Married to one of America's greatest living novelists, Paul Auster (author of The Music of Chance and The New York Trilogy), for 29 years, Hustvedt has published four novels of her own, been an art critic and written poetry. She speaks in elegant sentences punctuated by a deep laugh. "It's not as if I walk around feeling like some frail, sickly human being," she tells me. "At the same time I have nervous system issues that are compromising to some degree."

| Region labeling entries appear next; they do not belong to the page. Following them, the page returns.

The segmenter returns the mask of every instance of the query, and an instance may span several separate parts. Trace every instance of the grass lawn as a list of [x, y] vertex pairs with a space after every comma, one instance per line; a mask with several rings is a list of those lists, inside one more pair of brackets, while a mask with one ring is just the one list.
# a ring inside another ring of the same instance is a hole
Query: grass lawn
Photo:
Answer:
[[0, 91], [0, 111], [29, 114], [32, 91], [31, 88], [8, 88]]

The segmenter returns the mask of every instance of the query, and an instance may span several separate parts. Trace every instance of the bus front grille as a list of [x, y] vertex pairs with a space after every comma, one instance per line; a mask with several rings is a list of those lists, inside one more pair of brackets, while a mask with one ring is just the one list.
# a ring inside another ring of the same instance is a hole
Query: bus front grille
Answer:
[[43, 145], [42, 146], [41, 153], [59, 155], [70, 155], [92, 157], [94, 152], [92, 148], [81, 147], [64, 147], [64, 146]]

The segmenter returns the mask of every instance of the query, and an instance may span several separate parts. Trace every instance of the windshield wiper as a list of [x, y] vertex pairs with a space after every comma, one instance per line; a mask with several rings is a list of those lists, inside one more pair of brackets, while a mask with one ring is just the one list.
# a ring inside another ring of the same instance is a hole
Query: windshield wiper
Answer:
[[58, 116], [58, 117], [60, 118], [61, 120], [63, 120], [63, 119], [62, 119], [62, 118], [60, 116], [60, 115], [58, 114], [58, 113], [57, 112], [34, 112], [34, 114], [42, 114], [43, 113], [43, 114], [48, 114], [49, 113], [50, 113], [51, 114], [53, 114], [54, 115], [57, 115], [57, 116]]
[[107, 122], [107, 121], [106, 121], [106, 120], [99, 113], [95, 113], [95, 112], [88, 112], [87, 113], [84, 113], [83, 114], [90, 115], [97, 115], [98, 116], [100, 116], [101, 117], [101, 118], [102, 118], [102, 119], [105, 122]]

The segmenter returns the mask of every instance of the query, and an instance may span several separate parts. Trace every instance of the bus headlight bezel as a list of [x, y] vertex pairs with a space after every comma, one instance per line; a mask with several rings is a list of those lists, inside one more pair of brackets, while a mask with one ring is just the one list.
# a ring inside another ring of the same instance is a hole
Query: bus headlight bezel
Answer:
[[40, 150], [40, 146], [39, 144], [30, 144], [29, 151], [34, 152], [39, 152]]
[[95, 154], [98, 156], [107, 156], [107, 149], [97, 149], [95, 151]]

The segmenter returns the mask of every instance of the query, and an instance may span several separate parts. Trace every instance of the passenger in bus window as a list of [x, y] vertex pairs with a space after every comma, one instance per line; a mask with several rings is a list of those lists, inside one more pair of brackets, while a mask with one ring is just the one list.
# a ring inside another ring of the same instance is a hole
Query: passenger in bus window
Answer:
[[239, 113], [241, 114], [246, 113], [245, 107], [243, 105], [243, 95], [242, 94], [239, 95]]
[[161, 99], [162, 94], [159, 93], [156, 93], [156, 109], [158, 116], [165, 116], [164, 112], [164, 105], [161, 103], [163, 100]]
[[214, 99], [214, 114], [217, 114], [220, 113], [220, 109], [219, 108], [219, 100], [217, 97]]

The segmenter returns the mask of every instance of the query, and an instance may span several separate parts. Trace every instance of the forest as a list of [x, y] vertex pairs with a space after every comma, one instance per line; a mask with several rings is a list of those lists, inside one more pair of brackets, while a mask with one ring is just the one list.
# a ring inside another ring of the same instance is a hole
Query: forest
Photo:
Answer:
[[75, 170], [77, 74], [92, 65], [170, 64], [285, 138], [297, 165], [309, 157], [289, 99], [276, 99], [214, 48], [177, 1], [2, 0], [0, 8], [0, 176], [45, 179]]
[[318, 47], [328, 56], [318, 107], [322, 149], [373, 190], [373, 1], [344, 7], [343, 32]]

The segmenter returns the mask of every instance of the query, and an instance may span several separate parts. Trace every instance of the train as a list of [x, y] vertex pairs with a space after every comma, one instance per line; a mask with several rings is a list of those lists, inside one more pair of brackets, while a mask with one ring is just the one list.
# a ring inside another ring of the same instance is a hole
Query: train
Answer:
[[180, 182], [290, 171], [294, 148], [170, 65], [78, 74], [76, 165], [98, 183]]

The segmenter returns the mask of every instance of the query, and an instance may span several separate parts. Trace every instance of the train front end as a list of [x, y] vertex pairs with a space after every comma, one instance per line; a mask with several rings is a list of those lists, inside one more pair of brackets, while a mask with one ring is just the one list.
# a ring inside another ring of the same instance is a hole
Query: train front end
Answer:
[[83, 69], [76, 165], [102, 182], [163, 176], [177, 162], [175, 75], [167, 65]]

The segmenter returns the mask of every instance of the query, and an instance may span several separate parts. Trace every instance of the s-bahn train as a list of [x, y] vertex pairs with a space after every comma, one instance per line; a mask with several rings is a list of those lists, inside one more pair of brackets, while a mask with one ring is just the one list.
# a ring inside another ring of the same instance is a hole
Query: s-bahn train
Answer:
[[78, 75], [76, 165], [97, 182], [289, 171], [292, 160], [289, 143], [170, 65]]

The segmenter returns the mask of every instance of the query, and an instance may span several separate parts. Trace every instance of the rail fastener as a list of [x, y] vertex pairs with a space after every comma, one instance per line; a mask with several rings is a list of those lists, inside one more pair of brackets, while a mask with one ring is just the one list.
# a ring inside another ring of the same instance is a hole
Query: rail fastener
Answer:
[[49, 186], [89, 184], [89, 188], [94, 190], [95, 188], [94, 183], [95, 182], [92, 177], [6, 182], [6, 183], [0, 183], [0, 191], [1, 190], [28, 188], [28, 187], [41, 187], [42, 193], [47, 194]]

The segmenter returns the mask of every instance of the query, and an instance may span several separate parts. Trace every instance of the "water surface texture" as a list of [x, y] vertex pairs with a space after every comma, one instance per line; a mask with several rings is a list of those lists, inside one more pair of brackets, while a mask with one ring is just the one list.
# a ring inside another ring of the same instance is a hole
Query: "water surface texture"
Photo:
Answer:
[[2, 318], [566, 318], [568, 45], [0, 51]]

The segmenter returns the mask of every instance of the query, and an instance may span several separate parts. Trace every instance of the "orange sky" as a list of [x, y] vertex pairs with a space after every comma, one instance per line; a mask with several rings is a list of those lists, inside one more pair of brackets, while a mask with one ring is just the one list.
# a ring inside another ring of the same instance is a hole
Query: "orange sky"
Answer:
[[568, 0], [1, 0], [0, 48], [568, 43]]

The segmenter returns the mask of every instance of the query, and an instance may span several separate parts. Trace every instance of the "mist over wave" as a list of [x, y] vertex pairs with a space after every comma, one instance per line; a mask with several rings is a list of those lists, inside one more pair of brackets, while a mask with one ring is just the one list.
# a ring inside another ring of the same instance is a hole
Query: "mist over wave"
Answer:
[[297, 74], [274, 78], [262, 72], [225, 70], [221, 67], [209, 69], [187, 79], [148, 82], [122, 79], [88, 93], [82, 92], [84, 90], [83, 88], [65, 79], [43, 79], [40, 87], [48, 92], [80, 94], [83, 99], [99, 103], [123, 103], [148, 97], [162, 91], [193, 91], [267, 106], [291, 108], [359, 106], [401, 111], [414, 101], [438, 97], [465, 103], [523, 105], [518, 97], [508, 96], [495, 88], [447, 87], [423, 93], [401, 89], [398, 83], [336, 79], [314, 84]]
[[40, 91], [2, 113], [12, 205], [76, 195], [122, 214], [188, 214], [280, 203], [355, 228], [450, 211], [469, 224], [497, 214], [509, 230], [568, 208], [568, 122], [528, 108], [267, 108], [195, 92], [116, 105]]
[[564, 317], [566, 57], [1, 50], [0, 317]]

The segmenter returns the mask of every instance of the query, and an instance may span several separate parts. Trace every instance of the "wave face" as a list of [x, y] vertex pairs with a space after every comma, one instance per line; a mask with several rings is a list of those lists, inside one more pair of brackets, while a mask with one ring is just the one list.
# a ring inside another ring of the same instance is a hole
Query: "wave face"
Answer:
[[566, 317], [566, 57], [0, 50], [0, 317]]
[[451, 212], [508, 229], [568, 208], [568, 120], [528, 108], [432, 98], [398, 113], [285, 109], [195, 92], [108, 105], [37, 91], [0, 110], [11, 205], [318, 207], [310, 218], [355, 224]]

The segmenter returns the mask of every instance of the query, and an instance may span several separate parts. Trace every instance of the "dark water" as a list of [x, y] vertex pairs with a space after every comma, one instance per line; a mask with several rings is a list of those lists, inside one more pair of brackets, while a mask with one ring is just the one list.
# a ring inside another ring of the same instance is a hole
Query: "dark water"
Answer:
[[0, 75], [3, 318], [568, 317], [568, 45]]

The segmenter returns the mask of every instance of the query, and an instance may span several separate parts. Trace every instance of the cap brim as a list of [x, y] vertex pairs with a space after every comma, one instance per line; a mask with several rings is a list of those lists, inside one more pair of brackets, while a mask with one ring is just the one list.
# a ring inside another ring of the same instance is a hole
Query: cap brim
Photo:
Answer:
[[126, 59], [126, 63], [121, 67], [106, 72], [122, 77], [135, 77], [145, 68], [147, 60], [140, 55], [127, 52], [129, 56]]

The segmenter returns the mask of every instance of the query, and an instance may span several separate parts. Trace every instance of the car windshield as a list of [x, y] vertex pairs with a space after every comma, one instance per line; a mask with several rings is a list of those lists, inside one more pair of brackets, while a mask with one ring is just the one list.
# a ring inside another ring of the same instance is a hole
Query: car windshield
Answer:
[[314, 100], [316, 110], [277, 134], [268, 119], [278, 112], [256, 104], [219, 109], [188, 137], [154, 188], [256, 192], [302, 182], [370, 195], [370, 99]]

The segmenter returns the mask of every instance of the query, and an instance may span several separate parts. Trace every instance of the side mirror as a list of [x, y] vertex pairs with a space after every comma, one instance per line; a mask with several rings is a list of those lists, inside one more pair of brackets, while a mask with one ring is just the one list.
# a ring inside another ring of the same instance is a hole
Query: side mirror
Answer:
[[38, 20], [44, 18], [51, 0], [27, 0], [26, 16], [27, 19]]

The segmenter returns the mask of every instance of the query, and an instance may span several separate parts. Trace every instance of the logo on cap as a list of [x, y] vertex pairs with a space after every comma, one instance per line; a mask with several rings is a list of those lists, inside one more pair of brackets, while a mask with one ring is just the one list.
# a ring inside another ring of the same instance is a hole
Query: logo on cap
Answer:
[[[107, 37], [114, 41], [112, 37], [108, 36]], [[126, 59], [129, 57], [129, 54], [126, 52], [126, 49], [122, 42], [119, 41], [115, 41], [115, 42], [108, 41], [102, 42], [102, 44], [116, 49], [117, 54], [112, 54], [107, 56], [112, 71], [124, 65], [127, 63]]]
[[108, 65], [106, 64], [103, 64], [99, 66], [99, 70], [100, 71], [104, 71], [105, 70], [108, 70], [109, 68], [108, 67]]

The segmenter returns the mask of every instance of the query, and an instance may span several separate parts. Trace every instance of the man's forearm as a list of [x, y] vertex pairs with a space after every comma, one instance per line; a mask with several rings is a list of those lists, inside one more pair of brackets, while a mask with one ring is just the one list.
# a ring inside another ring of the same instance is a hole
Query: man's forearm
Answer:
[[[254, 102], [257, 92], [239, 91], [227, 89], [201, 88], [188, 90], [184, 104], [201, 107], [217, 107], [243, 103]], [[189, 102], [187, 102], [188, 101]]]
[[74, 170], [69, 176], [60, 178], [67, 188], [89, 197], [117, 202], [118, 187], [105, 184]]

In her memoir, The Shaking Woman, she turns detective to track down who the "shaking woman" is. Migraines had been Hustvedt's constant companion since childhood, along with visual spots, lights and hallucinations.

More unusually, she has mirror-touch synesthesia: a form of extreme empathy that means she experiences other people's pain and sorrow as her own. In 2006 she spoke at a memorial event for her father, who had died two years previously, before suffering a violent seizure. Despite flapping arms and shaking legs, Hustvedt finished her speech. Was this "hysteria", delayed grief or a coincidental attack of epilepsy? While she was doing a talk in Florida, her husband felt so desperate at witnessing one seizure "he wanted to carry me off the stage".

To take back control, she researched The Shaking Woman. She visited a psychoanalyst, a neurologist and had an MRI scan, which came back normal.
She is fascinated by the relationship between brain and mind and the seizures often occur when she is extremely happy — or creative. During her honeymoon in 1982, aged 27, Hustvedt had a seizure in an art gallery: "My left arm suddenly shot up into the air, and I was thrown back against the wall." Later, after walking the streets of Paris feeling crazily happy, she experienced a "horrifying" migraine that lasted for a year in which she was briefly hospitalised and prescribed Thorazine, a powerful anti-psychotic.

After eight days of "stuporous sedation", she checked herself out and spent nearly a year in bed. The guilt was terrible. "I did feel bad for Paul because that's not the person he married. It took me a long time to give up that idea of it's psychosomatic, I'm to blame'."

Hustvedt's Scandinavian childhood taught her to "tough it out". At 23 she moved to New York to start her PhD at Columbia. She fell in love with the city and met Auster in 1981. She has learned to accept her "iffy neurological system" and meditate using a biofeedback machine. "The more tense you are the louder and faster the machine beeps. As you relax the sounds grow slower until they stop." She's found a beta-blocker which inhibits the trigger for seizures.

Today she thinks of her migraines as "a part of me, not some plague". She still drinks coffee and wine and cycles. "When I feel a migraine coming on, I go to bed and do my relaxation exercises, which keep the worst pain and nausea at bay. I do not welcome my headaches but they may even serve a necessary regulatory function, by forcing me to lie low, a kind of penance for those other days of flying high." She says the life of a writer is ideal for someone with her condition. "There's a certain cocooning aspect about sitting at one's desk for seven hours a day. You are protected from the bombardment of stimuli in the outside world."

She and Auster, who live in Brooklyn, are going through a new phase now that their daughter Sophie, 23, has left home. "This is a period of liberation and fruition for me. The message of the book is: you take what you get. Many people live with pain, from asthma to allergies. My sense is that how one views an illness, and the meaning one gives to it, defines how you live with it."
The Shaking Woman or A History of My Nerves, published by Sceptre, £12.99.